Negli Stati Uniti il 55% della popolazione ha problemi più o meno importanti con la bilancia ed è obeso il 23% della popolazione. L’America del Sud è sulla buona strada, si stima che il 40% dei brasiliani sia sovrappeso. In Europa (Eco2008) la prevalenza dell’obesità è aumentata di tre volte nelle ultime decadi: il 50% della popolazione maschile è sovrappeso o obesa, le donne se la cavano meglio, ma di poco. Nemmeno l’Africa e l’Asia resistono a quella che appare come una vera e propria epidemia virale: in Cina l’obesità infantile è cresciuta in poco più di un decennio di oltre il 20% .

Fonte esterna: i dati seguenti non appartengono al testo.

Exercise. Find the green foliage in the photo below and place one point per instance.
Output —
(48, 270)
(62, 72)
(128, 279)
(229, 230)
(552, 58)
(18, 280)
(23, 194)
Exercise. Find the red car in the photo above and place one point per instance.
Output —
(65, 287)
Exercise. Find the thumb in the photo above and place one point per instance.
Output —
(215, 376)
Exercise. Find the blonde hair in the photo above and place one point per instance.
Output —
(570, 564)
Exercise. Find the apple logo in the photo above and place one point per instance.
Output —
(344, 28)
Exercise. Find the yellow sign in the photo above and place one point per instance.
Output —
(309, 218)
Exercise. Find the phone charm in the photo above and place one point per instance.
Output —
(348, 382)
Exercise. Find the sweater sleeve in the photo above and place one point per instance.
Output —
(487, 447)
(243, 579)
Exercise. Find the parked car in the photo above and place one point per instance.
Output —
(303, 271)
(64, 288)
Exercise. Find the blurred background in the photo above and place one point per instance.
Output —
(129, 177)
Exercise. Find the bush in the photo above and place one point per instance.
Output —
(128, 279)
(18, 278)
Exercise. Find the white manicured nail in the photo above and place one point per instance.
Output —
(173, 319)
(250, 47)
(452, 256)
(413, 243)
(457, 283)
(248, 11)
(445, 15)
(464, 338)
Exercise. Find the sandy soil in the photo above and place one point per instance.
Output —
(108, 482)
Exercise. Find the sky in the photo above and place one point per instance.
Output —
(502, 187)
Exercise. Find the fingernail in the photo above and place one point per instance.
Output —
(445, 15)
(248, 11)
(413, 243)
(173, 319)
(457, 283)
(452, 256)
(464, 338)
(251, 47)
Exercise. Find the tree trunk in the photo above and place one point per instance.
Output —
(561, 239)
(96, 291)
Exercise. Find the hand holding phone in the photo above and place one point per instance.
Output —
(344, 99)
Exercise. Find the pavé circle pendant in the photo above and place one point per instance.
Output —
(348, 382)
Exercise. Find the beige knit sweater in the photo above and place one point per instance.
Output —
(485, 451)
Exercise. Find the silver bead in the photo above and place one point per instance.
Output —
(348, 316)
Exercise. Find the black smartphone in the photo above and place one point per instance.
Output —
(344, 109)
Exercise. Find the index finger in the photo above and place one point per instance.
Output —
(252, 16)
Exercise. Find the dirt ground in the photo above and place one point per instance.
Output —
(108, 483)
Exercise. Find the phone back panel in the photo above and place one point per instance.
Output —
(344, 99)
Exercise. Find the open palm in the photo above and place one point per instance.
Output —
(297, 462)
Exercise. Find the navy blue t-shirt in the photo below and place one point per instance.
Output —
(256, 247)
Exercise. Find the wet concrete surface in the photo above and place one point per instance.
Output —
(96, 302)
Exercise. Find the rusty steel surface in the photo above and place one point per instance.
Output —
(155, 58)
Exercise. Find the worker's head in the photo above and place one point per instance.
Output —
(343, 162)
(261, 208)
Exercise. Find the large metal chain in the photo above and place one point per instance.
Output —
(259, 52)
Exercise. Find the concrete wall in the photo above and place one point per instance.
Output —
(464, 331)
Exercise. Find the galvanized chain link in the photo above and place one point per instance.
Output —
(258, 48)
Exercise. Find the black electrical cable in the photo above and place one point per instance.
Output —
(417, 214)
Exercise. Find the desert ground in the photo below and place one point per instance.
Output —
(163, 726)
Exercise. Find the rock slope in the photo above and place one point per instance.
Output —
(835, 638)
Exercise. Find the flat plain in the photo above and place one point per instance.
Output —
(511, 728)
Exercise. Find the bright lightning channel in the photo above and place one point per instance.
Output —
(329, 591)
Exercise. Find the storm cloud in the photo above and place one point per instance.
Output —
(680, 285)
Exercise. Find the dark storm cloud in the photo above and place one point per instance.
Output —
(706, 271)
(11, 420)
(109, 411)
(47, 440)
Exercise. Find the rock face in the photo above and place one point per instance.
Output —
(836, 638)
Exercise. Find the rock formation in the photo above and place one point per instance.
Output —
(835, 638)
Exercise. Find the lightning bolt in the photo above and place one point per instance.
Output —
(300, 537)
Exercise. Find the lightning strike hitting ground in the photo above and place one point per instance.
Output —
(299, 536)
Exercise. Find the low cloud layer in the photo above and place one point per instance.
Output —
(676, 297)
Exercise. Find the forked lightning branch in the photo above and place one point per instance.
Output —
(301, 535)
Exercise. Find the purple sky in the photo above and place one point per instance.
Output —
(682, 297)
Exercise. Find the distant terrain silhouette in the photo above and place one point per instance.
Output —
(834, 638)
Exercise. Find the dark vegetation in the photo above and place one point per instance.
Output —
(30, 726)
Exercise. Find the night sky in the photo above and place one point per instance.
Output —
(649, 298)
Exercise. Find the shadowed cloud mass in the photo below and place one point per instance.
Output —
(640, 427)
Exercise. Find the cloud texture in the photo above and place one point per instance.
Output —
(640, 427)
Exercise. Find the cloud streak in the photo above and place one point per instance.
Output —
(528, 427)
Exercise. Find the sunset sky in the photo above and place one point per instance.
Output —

Secondo le stime del Progetto Cuore Istituto Superiore di Sanità 2009-2010, in Italia un italiano su tre è sovrappeso, uno su dieci è obeso. In particolare il numero degli obesi dal 1994 ad oggi è aumentato del 25%. I decessi per colpa del grasso in eccesso sono circa 52.000 l’anno. Il Belpaese conta più di 20 milioni di persone con problemi di sovrappeso (34,2%) e obesità (10%); il trend è decisamente in salita, con un incremento percentuale atteso per il 2025 che toccherà il 43%. Attualmente il 42,5% dei maschi adulti è sovrappeso e di questi il 10,5% è obeso; meglio le donne delle quali il 26,5% è in sovrappeso contro un 9% di obese. Dei 5 milioni e mezzo di obesi, quasi mezzo milione ha un Indice di Massa Corporea (IMC), detto anche Body Mass Index (BMI) superiore a 40 che definisce un’obesità di grado importante/grave: donne e uomini che hanno un rischio di mortalità a breve termine raddoppiato rispetto alla popolazione normopeso.

È emergenza per bambini e giovanissimi: le stime parlano di un milione e 600 mila ragazzi tra i 6 e i 17 anni con problemi di sovrappeso e obesità, il 34,1% dei piccoli tra i 6 e i 9 anni è sovrappeso o obeso. Dal Nord al Sud del Paese le differenze sulla bilancia contano: il primato tocca ai campani che sono i più grassi d’Italia (obesi il 34% degli uomini e il 42% delle donne) e a quanto pare sono anche i più sedentari (il 35% degli uomini non fa attività fisica contro il 52% delle donne). Seguono i siciliani (obesi il 31% di uomini e donne) e i calabresi (obesi il 24% degli uomini e il 38% delle donne). Più attenti alla linea i piemontesi, i marchigiani, i sardi e gli altoatesini.
I costi diretti legati ai ricoveri per problemi di obesità, ammontano a più di 23 miliardi di euro l’anno, il 5-8% della spesa sanitaria nazionale.